In the main.py we have implemented scripts that autonomously downloads all the required datasets into their appropriate directories. The file that implements these functions is src/download_datasets.py. The remote paths are all statically defined and point to 4DN, ENCODE and GEO Accession portals. Please feel free to reach out to us if you have any difficulity in downloading the required datasets through these functions. The main.py file contains these functions to download the datasets:

create_directory_structure() # This function also downloads the bulk Hi-C datasets and metadata files
download_hires_schic_datasets()
download_hires_scrnaseq_datasets()

Then in the main.py file, we preprocess these datasets through:

# This function parsses the HIRES dataset and prepares it for pseudo-bulking
preprocess_hires_datasets(PARAMETERS)

# These functions then create the pseudo-bulked datasets from the HiRES datasets
create_pseudobulk_files(HIRES_BRAIN_METADATA_FILE)
create_pseudobulk_files(HIRES_EMBRYO_METADATA_FILE)
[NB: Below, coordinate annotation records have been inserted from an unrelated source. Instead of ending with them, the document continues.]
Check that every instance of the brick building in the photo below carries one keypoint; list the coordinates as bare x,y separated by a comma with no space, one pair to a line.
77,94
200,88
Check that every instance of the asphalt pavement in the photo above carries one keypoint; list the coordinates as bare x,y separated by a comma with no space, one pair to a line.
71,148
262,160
The hyper-parameters for dataset pre-processing are defined in the PARAMETERS object, that we construct from the command line arguments. Run command to print all the hyper-parameters and their default values:

python main.py --help

Finally, we then we run functions to create the dataloader objects to train our model.

exclusion_set = ['EX15', 'brain']
create_schic_pseudobulk_dataset(exclusion_set, PARAMETERS, 'train', PARAMETERS['experiment'])
create_schic_pseudobulk_dataset(exclusion_set, PARAMETERS, 'valid', PARAMETERS['experiment'])
create_schic_pseudobulk_dataset(exclusion_set, PARAMETERS, 'test', PARAMETERS['experiment'])
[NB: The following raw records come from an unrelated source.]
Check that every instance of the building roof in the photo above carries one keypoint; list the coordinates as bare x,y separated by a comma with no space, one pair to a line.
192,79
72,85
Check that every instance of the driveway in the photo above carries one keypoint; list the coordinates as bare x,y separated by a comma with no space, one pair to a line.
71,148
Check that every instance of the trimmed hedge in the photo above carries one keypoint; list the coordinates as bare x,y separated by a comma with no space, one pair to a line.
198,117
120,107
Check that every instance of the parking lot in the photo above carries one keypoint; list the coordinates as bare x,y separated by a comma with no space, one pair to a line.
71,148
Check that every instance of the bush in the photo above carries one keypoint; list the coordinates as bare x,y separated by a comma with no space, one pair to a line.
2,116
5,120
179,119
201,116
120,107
exclusion_set = ['E70', 'E75', 'E80', 'E85', 'E95', 'EX05']
create_schic_pseudobulk_dataset(exclusion_set, PARAMETERS, 'ood', PARAMETERS['experiment'])
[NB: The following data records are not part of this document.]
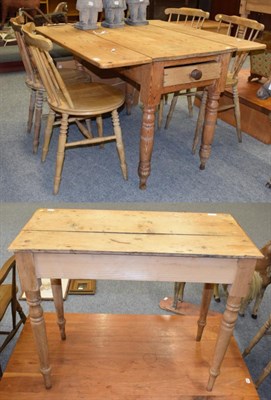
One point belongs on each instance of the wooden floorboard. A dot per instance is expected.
(126, 357)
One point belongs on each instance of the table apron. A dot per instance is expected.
(135, 267)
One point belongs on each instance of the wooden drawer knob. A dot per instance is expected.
(196, 74)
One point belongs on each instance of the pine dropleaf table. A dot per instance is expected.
(134, 245)
(160, 58)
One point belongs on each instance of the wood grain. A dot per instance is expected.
(120, 357)
(135, 232)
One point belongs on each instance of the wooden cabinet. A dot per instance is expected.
(157, 7)
(49, 6)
train_dataset = GenomicDataset(
    os.path.join(MOUSE_PROCESSED_DATA_HIRES, '{}_train.npz'.format(PARAMETERS['experiment'])),
    PARAMETERS
)
valid_dataset = GenomicDataset(
    os.path.join(MOUSE_PROCESSED_DATA_HIRES, '{}_valid.npz'.format(PARAMETERS['experiment'])),
    PARAMETERS
)
test_dataset = GenomicDataset(
    os.path.join(MOUSE_PROCESSED_DATA_HIRES, '{}_test.npz'.format(PARAMETERS['experiment'])),
    PARAMETERS
)

ood_dataset = GenomicDataset(
    os.path.join(MOUSE_PROCESSED_DATA_HIRES, '{}_ood.npz'.format(PARAMETERS['experiment'])),
    PARAMETERS
)

train_data_loader =  torch.utils.data.DataLoader(train_dataset, PARAMETERS['batch_size'], shuffle=True)
validation_data_loader =  torch.utils.data.DataLoader(valid_dataset, PARAMETERS['batch_size'], shuffle=False)
test_data_loader = torch.utils.data.DataLoader(test_dataset, PARAMETERS['batch_size'], shuffle=False)
ood_data_loader = torch.utils.data.DataLoader(ood_dataset, PARAMETERS['batch_size'], shuffle=False)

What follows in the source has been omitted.